DSE Graph and Graph Analytics

DSE Graph allows you to perform OLAP queries using Spark.

Many local graph traversals can be executed in real time at high transactional loads. When the density of the graph is too high or the branching factor too large (the number of connected nodes at each level of the graph), the memory and computation requirements to answer OLTP queries go beyond what is acceptable under typical application workloads. These type of queries are called deep queries.

Scan queries are queries that touch either an entire graph or large parts of the graph. They typically traverse a large number of vertices and edges. For example, a query on a social network graph that searches for posts by users between 25 and 40 years old is a scan query.

For applications that use deep and scan queries, using a OLAP query will result in better performance.

Performing OLAP queries using DSE Graph

Every graph created in DSE Graph has an OLAP traversal source a that is available to gremlin-console and DataStax Studio. This traversal source uses the SparkGraphComputer to analyze queries and execute them against the underlying DSE Analytics nodes. The nodes must be started with Graph and Spark enabled to access the OLAP traversal source. For one-off or single-session OLAP queries, alias database.a to g and create the query. For example in the Gremlin console:

gremlin> :remote config alias g database.a 
gremlin> g.V().count()

If you are performing multiple queries against different parts of the graph, use graph.snapshot() to return an OLAP traversal source for each part of the graph. The returned OLAP traversal source is a persisted RDD. For example, in the Gremlin console:

gremlin> categories = graph.snapshot().vertices('category').create()
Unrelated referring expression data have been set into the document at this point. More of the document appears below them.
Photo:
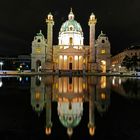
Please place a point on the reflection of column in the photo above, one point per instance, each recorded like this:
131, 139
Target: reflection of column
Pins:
48, 110
91, 124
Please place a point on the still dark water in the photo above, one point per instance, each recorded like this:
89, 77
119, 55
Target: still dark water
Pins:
82, 108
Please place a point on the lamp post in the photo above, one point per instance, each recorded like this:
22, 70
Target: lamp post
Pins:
1, 64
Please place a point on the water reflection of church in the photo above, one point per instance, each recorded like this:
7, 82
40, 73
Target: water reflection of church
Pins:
70, 93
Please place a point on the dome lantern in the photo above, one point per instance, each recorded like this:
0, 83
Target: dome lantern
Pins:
71, 15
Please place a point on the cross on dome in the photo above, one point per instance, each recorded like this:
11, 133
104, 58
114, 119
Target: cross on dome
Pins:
71, 15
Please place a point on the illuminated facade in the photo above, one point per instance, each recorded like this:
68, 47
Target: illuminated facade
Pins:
70, 54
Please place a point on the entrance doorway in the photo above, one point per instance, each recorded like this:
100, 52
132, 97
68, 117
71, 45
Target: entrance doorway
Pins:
103, 66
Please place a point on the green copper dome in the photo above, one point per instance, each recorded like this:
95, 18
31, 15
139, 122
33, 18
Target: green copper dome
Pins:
71, 25
70, 121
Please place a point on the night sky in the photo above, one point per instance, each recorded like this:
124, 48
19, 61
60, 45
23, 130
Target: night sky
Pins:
20, 20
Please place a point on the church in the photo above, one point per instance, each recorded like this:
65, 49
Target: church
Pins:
71, 54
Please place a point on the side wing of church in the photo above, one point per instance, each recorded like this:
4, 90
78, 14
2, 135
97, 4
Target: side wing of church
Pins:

When to use analytic OLAP queries

On large graphs, OLAP queries typically perform better for deep queries. However, executing deep queries as part of an OLTP load may make sense if they are rarely performed. For example, on online payment provider will favor OLTP queries to process payments quickly, but may require a deep query if there are indications of fraud in the transaction. While the deep query may take much longer as an OLTP workload, on the whole the performance of the application will be faster than segmenting the application into OLTP and OLAP queries.

Long running and periodic processes like recommendation engines and search engines that analyze an entire graph are the ideal use cases for OLAP queries. However, one-off data analysis operations that involve deep queries or that scan the entire database also can benefit from being run as OLAP queries. See DSE Graph, OLTP and OLAP for detailed information on performance differences between OLTP and OLAP queries.